International strategies to safeguard the marine environment and the sustainability of fisheries on the high seas could see a step change thanks to the generous support of the Prince Albert II of Monaco Foundation, which has announced a three-year partnership with the Oxford Martin School at the University of Oxford.
The foundation is supporting an exciting new research strand of the Oxford Martin Programme on Sustainable Oceans (OMPSO), which will address crucial gaps in the monitoring and management of our oceans.
Established in 2006, the Prince Albert II of Monaco Foundation is dedicated to the protection of the environment and the promotion of sustainable development on a global scale. The foundation supports initiatives of public and private organisations, in the fields of research and studies, technological innovation and socially-aware practices.
Professor Sir Charles Godfray, Director of the Oxford Martin School, says: "There is growing realisation of the importance of managing ocean ecosystems to protect biodiversity and productive fisheries and I’m delighted that the Prince Albert II of Monaco Foundation is partnering with the Oxford Martin School on this important project."
Identifying legal and policy weaknesses
Illegal and unreported fishing thrives in areas of poor governance, resulting in significant adverse impact on the marine environment. One of the key aims of the project is, therefore, to identify the weaknesses in existing legal and policy tools and the changes that will address them. Ultimately, this work will contribute to the effective implementation of current laws, in particular the United Nations Convention on the Law of the Sea (UNCLOS) and Biodiversity Beyond National Jurisdiction (BBNJ).
H.E. Mr Bernard Fautrier, Vice-President and Chief Executive Director of the Prince Albert II of Monaco Foundation explains: "The Prince Albert II of Monaco Foundation, through its support of this project and its international commitments, wishes to engage all actors towards transparency and implementation of sustainable management measures for the conservation of the Ocean."
Developing greater understanding
Led by a globally renowned, interdisciplinary team, the project will draw heavily on expertise in fisheries surveillance, Earth observation, and the Law of the Sea.
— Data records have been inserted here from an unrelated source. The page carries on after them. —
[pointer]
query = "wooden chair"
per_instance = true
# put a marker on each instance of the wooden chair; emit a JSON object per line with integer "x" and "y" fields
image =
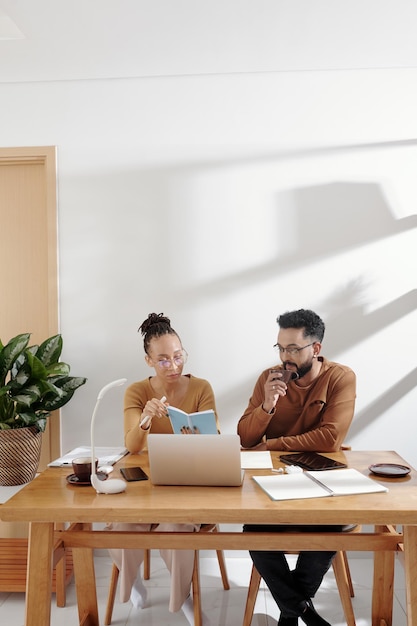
{"x": 195, "y": 583}
{"x": 13, "y": 567}
{"x": 343, "y": 580}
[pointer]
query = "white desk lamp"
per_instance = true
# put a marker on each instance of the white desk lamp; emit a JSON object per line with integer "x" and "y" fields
{"x": 112, "y": 485}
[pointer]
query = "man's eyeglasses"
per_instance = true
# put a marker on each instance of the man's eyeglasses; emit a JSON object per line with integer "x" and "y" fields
{"x": 178, "y": 360}
{"x": 291, "y": 350}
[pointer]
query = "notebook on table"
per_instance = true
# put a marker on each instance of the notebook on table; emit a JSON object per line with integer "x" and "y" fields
{"x": 203, "y": 460}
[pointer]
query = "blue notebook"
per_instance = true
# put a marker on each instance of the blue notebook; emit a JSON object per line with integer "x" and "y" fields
{"x": 200, "y": 423}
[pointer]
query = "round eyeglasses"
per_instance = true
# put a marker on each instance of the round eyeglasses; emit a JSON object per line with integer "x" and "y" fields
{"x": 177, "y": 360}
{"x": 291, "y": 350}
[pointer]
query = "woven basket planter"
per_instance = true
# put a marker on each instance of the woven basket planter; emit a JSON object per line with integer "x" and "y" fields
{"x": 20, "y": 452}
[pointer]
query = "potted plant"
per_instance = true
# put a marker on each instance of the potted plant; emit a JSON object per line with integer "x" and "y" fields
{"x": 33, "y": 383}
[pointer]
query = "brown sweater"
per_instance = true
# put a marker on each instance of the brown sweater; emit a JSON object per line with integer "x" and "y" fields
{"x": 199, "y": 397}
{"x": 312, "y": 418}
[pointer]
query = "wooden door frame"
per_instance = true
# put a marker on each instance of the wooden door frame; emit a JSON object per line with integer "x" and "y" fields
{"x": 46, "y": 156}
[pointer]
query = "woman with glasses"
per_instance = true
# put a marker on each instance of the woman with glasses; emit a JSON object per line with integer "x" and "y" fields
{"x": 145, "y": 411}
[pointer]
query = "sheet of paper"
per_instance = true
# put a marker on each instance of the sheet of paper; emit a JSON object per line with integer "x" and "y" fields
{"x": 255, "y": 460}
{"x": 107, "y": 455}
{"x": 290, "y": 486}
{"x": 348, "y": 481}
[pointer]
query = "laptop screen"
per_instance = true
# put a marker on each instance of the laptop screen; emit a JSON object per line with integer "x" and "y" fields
{"x": 202, "y": 460}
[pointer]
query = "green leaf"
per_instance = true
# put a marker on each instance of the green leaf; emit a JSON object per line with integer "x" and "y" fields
{"x": 50, "y": 350}
{"x": 10, "y": 352}
{"x": 57, "y": 403}
{"x": 70, "y": 383}
{"x": 58, "y": 369}
{"x": 28, "y": 396}
{"x": 39, "y": 371}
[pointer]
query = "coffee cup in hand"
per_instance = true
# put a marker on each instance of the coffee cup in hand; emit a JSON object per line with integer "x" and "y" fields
{"x": 286, "y": 375}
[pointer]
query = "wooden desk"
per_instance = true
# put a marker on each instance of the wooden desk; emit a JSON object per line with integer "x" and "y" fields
{"x": 50, "y": 499}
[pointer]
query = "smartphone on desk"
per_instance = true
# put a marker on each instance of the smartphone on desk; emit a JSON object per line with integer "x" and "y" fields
{"x": 133, "y": 473}
{"x": 311, "y": 461}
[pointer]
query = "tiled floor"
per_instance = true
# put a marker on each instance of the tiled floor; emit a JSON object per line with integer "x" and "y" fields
{"x": 224, "y": 608}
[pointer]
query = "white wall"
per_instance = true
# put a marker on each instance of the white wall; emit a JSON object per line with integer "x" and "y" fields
{"x": 224, "y": 201}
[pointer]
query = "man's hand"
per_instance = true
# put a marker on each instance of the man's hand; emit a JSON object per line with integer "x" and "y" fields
{"x": 274, "y": 388}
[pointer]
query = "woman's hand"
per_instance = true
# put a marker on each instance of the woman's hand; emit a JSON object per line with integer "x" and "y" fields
{"x": 153, "y": 408}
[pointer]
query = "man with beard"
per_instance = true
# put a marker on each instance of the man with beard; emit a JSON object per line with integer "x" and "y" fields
{"x": 312, "y": 412}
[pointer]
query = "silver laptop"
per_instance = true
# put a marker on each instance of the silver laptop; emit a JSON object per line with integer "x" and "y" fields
{"x": 204, "y": 460}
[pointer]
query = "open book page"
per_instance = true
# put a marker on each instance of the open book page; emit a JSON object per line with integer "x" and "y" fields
{"x": 255, "y": 459}
{"x": 345, "y": 482}
{"x": 201, "y": 422}
{"x": 106, "y": 455}
{"x": 291, "y": 486}
{"x": 340, "y": 482}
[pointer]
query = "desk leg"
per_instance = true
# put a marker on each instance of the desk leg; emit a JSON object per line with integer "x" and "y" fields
{"x": 85, "y": 584}
{"x": 383, "y": 588}
{"x": 410, "y": 563}
{"x": 39, "y": 588}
The initial focus of the project will be to develop a greater understanding of the behaviours of fishers on the high seas, auditing the level of compliance relating to spatial and time-bound closures of specific areas. By exploring the value of technology in this process, from Earth observation via satellite to computer modelling and machine learning, the project team will be in a position to make recommendations which will address barriers to progress in sustainable ocean management and influence future legal and policy frameworks.
Breaking new ground
With little comparative legal work having been conducted to assess current practice and evaluate legal culture in this area, the impact of the team’s work could be far-reaching. This month, the UN entered into an inter-governmental conference on a new implementing agreement for the law of the sea convention. This new project will help governments to understand how to monitor marine protected areas beyond national jurisdiction, which is a critical step in their enforcement.